Tuhan, Akal, dan Batas Nalar

56 views

Bayangkan seseorang berdiri di tepi jurang yang dalam nan gelap gulita (poek mongkleng). Ia membawa oncor (lentera kecil). Ia mengintip dasar jurang dengan cahaya yang kecil itu. Ia mencondongkan tubuh, memicingkan mata, tetapi yang tampak hanya pekat yang tak menyisakan siluet apa pun. Maka, pilihan terbaiknya bukan melompat, tapi mundur, duduk, dan merenung. Seperti itulah posisi akal ketika ingin menjangkau hakikat Zat Allah Yang Maha Tinggi. Ia hanya obor kecil yang tak pernah mampu menembus kedalaman misteri Ilahiah.

Namun jangan buru-buru mematikan lentera itu. Karena walaupun ia tak bisa menjangkau Tuhan dalam Zat-Nya, ia bisa menjadi alat penting untuk menyelami kedalaman firman-Nya, menggali ilmu, hikmah dan pelajaran dari ciptaan-Nya, dan mengurai petunjuk-petunjuk kehidupan yang termaktub dalam kalam-Nya- Al-Qur’an.

Advertisements

Inilah bedanya akal yang beriman dengan akal yang pongah: yang satu berlutut untuk merenung, yang satu berdiri untuk menantang.

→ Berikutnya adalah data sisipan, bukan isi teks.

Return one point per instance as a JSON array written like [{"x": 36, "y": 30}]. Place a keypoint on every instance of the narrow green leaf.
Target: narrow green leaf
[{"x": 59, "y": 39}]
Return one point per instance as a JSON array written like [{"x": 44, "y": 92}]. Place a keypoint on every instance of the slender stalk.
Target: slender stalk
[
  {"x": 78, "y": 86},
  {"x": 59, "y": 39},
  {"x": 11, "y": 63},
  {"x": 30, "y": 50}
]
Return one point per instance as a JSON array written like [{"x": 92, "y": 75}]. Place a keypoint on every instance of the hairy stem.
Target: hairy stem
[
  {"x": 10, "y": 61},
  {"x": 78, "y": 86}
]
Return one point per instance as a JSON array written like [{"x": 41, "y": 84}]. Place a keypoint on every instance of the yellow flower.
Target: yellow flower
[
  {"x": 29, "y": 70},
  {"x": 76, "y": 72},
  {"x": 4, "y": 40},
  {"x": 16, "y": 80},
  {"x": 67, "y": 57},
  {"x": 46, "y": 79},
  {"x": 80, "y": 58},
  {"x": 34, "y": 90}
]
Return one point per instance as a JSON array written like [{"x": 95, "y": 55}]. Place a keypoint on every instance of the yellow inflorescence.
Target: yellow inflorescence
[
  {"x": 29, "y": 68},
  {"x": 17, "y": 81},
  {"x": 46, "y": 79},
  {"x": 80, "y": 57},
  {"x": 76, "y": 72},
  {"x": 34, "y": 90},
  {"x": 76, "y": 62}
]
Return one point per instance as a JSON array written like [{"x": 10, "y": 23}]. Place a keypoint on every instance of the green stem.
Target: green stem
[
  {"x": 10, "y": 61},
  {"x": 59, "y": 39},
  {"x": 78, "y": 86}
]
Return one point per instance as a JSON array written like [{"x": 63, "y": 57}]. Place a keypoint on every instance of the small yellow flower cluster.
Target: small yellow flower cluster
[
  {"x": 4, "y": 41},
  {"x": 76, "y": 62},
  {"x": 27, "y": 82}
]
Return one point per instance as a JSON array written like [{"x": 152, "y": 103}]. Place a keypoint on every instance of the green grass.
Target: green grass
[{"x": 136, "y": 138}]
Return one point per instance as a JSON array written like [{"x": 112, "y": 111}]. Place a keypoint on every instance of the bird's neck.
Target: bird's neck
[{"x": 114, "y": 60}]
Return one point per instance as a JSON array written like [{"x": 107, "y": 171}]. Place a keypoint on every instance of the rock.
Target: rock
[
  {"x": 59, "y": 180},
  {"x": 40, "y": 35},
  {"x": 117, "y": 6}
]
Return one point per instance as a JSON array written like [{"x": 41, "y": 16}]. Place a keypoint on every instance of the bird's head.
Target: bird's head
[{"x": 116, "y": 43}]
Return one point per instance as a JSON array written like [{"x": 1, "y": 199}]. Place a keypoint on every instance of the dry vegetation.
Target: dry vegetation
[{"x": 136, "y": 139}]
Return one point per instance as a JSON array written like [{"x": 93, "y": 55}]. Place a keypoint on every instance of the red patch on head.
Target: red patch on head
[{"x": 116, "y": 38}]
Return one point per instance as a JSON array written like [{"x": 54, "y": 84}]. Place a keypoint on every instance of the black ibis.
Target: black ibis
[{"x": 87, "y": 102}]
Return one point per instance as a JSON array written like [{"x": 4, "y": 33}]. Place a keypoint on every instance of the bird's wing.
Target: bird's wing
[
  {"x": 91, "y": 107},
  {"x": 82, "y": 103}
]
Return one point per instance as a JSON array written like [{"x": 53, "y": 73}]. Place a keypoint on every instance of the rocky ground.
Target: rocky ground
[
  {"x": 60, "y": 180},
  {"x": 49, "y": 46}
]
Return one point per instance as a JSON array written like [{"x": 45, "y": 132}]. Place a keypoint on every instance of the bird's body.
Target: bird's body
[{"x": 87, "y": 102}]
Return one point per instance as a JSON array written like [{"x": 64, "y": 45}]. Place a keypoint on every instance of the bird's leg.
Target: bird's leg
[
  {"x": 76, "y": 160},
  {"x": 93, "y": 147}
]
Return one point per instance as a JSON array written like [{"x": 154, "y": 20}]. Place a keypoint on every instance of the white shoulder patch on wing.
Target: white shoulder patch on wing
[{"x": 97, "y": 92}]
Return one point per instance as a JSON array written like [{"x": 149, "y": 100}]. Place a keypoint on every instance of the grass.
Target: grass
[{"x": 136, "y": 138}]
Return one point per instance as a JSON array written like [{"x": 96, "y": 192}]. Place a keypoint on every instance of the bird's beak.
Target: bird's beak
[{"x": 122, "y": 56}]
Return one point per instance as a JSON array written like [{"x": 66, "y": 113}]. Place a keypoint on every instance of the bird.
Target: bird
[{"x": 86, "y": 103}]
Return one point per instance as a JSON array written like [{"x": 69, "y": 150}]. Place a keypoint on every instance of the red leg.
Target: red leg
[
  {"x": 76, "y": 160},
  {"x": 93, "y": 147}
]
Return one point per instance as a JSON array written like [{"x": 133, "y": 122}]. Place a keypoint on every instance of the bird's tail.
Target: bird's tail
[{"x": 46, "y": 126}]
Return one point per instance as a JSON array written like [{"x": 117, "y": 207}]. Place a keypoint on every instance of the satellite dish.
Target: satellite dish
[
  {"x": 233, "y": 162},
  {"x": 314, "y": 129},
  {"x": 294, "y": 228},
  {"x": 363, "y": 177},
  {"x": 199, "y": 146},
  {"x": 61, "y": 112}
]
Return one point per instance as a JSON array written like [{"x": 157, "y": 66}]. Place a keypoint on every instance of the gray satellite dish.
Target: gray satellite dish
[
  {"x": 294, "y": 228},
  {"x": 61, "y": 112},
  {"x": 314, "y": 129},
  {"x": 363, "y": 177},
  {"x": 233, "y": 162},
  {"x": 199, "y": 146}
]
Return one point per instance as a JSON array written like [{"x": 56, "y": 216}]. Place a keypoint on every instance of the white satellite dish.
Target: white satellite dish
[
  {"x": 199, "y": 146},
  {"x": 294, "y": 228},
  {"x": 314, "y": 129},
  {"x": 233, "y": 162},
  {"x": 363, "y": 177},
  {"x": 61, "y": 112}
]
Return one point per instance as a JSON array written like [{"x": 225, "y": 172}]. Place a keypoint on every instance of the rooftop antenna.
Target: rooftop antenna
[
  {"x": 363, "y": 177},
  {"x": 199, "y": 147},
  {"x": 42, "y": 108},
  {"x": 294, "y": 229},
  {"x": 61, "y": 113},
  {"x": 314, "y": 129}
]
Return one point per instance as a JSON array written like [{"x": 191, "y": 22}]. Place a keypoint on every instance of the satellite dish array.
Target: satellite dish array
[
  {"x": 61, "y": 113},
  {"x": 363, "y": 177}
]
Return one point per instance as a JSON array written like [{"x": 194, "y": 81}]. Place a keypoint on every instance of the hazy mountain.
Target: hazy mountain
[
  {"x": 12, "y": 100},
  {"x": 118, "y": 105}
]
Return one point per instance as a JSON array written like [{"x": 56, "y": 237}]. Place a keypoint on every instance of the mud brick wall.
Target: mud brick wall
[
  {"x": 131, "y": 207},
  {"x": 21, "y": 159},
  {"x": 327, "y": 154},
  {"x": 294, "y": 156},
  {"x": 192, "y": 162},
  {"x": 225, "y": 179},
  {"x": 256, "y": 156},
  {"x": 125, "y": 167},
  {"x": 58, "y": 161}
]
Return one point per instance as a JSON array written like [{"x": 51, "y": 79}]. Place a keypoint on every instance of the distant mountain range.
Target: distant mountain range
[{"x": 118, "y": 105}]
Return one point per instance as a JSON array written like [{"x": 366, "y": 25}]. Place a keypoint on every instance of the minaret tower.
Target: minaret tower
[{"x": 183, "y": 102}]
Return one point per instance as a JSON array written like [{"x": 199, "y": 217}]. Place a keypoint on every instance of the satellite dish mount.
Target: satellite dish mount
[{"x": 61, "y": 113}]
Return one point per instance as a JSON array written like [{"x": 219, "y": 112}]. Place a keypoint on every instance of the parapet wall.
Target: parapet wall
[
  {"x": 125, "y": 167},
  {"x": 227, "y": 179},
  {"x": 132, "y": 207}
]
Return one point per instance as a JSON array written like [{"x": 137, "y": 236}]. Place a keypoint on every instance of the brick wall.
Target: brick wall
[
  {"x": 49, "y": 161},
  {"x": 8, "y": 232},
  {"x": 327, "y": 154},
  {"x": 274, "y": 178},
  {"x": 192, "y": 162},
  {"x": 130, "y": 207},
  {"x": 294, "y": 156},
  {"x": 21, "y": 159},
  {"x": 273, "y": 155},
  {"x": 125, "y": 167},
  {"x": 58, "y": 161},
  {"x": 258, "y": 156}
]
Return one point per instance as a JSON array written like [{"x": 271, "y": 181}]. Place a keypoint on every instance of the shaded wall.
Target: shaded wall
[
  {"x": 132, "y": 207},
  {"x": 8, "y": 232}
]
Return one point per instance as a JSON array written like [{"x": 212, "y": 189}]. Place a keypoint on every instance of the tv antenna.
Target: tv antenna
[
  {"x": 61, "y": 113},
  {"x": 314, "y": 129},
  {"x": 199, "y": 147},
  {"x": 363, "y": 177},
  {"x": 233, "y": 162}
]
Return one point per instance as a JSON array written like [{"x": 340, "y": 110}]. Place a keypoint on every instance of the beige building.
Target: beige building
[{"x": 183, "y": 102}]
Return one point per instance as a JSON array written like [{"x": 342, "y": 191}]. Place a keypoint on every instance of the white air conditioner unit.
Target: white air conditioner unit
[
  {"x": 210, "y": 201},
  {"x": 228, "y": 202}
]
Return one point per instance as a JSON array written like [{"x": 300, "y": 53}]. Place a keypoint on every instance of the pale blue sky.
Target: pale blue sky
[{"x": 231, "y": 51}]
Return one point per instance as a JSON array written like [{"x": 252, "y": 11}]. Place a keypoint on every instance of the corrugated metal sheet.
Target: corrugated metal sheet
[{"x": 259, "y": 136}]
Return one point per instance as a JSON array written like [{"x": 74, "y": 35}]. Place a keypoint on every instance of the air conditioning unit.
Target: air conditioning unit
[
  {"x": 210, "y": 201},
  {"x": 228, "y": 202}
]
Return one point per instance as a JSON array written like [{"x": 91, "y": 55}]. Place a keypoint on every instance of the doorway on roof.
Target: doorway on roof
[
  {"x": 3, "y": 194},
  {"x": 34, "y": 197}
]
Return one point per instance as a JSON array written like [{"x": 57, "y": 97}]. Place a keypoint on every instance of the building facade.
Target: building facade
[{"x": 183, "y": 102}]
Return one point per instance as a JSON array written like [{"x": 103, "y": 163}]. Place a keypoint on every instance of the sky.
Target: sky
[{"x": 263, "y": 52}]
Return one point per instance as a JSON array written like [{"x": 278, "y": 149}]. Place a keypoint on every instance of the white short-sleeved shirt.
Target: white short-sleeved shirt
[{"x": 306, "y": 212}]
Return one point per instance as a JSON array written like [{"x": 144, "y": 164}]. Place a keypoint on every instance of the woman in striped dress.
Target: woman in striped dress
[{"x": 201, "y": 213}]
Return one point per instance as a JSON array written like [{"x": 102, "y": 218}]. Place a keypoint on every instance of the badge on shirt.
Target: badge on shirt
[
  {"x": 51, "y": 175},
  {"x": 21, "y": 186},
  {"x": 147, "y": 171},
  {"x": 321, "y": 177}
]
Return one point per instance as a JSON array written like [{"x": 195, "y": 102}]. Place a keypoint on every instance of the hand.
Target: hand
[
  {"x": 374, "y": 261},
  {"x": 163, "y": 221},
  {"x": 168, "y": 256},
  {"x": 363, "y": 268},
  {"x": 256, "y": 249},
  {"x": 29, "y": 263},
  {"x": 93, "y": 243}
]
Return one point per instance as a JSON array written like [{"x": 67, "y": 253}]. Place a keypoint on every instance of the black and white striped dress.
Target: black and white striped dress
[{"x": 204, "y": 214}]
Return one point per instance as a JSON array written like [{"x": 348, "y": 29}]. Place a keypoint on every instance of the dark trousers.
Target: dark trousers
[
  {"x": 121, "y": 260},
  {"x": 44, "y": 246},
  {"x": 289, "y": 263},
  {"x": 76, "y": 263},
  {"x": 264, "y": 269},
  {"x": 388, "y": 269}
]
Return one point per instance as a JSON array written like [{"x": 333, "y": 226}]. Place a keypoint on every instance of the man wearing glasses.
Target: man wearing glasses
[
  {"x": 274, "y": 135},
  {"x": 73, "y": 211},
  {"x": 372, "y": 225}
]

Akal yang Tunduk, Tapi Tidak Mati.

Rasulullah Saw sudah memberi panduan jernih:

> تفكروا في خلق الله، ولا تتفكروا في الله.

Artinya: “Renungilah ciptaan Allah, dan jangan renungi Zat Allah.”

Dalam riwayat lain, Rasulullah Saw menegur keras para sahabat yang berdebat tentang takdir. Wajah beliau sampai memerah dan berkata:

“أبهذا أمرتم؟ أم بهذا أرسلتم؟ إنما هلك من كان قبلكم حين خاضوا في هذا الأمر.”

Akal memang tidak dilarang berpikir, justru diperintah untuk memaksimalkannya. Tapi kita harus tahu medan mana yang boleh disusuri, dan mana yang haram dijelajahi. Jangan terjebak dalam pikiran tentang anatomi Tuhan, tapi gunakanlah akal untuk merenungi anatomi kalam Tuhan. Sebab, ketika seseorang memahami kalam-Nya dengan sungguh-sungguh, maka secara otomatis dia akan mengenal siapa Tuhannya—dalam sifat, kehendak, dan kebijaksanaan-Nya.

من عرف نفسه فقد عرف ربّه

Siapapun yang lihai menggunakan secara maksimal perangkat jiwanya (salah satunya akal), maka ia akan mengenal siapa Tuhan-nya.

Tafsir bukanlah sekadar upaya mengurai makna lafaz. Ia adalah seni menyentuh cahaya, menggali pelita, dan membimbing jiwa menuju Tuhan. Akal menjadi jembatan antara teks dan kesadaran, antara huruf dan hakikat.